Maeda Amane se jeta sur le drap qui recouvrait sa nouvelle toile, là où Byakuya avait posé sa main quelques secondes auparavant, et l'enleva précieusement. Elle fit une grimace d'exaspération.
_Vraiment ! Ces artistes !
_Qu'est-ce qu'il y a patronne ?
_Pourquoi a-t-elle recouvert une toile blanche ? Vraiment, je ne les comprends pas, parfois. Attends ! Il doit être dans ce conteneur-là ! Le grand ! Aides moi à l'ouvrir.
Et tandis que la chasseuse d'art et son laquais se dirigeaient vers une grande boite en aluminium, quatre capitaines restaient muets, figés devant la représentation corporelle – ou presque – de leurs zanpakuto. Là où Maeda Amane voyait une toile blanche, les autres se trouvaient confrontés à une masse impressionnante de reïatsu pur sur cette fresque.
Un homme froid avec une croix blanche, un samouraï, un singe à queue de serpent et une aura rouge meurtrière faisaient l'objet de ce merveilleux tableau.
Renji Abarai se jeta à son tour dessus et toucha la surface.
_C'est sec, dit-il. Pourtant, il y a des blancs dans ce tableau. Et pourquoi Zabimaru est-il là-dedans ? Et Hyorinmaru ? Et…
_Je n'en sais pas plus que vous, murmura Byakuya Kuchiki. Je crois qu'attendre la propriétaire des lieux n'est vraiment pas une mauvaise idée… nous allons avoir quelques questions à lui poser.
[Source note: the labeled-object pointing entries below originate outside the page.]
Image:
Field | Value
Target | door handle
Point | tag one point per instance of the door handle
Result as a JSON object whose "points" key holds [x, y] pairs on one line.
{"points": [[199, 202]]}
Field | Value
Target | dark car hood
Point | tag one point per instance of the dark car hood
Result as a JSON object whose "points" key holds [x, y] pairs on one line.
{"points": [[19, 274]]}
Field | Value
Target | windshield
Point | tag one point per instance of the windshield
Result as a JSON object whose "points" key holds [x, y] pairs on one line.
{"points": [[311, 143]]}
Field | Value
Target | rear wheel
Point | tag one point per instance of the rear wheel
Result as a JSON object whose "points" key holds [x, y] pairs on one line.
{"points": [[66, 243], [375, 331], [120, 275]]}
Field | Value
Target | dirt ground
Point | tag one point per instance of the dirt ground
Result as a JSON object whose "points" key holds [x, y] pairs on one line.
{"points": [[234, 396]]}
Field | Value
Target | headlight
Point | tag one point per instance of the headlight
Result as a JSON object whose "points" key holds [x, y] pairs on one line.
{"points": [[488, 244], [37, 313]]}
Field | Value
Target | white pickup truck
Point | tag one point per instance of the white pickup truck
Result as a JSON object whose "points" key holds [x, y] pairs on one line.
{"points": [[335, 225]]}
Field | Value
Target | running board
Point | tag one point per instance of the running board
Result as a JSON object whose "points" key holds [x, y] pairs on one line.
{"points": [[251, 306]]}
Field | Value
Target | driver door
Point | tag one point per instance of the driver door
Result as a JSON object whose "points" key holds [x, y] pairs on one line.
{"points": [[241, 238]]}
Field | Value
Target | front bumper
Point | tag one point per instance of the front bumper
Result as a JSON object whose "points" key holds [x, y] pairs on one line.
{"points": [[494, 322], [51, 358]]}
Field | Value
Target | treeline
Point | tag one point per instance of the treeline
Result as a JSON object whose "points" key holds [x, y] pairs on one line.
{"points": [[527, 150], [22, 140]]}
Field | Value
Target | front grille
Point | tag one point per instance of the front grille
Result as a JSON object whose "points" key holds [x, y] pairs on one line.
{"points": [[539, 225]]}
Tous se regardèrent avec un air entendu. Ils avaient sûrement trouvé la raison de tout ce chamboulement. La raison pour laquelle ils ne pouvaient pas communiquer avec leur zanpakuto. Cette concentration énorme de reïatsu pur autour de ce hangar. Pourquoi ne pouvaient-ils plus pénétrer dans un gigaï. Et enfin, ce qu'étaient devenu leurs souvenirs.
_Bien, conclut le Capitaine Hitsugaya. Nous allons nous cacher ici pendant un moment et je crois que la meilleur tactique et de lui tomber dessus sans qu'elle ne nous voit. Si cette Kurosaki-san a bien peint ça, elle doit sûrement s'attendre à notre visite et elle risque de s'enfuir.
_Pas vous Taïcho, dit le capitaine Zaraki avec une certaine excitation dans la voix.
Tôshirô se retourna vers lui, étonné.
_Comment ça, pas moi ?
_Je crois, petit Capitaine, reprit la grande brute en fixant la femme et le jeune garçon qui s'extasiaient devant un conteneur ouvert, que la mission s'arrête ici pour vous.
Le jeune homme se tourna alors vers ce que tous regardaient.
Son cœur rata alors un battement et son souffle se coupa.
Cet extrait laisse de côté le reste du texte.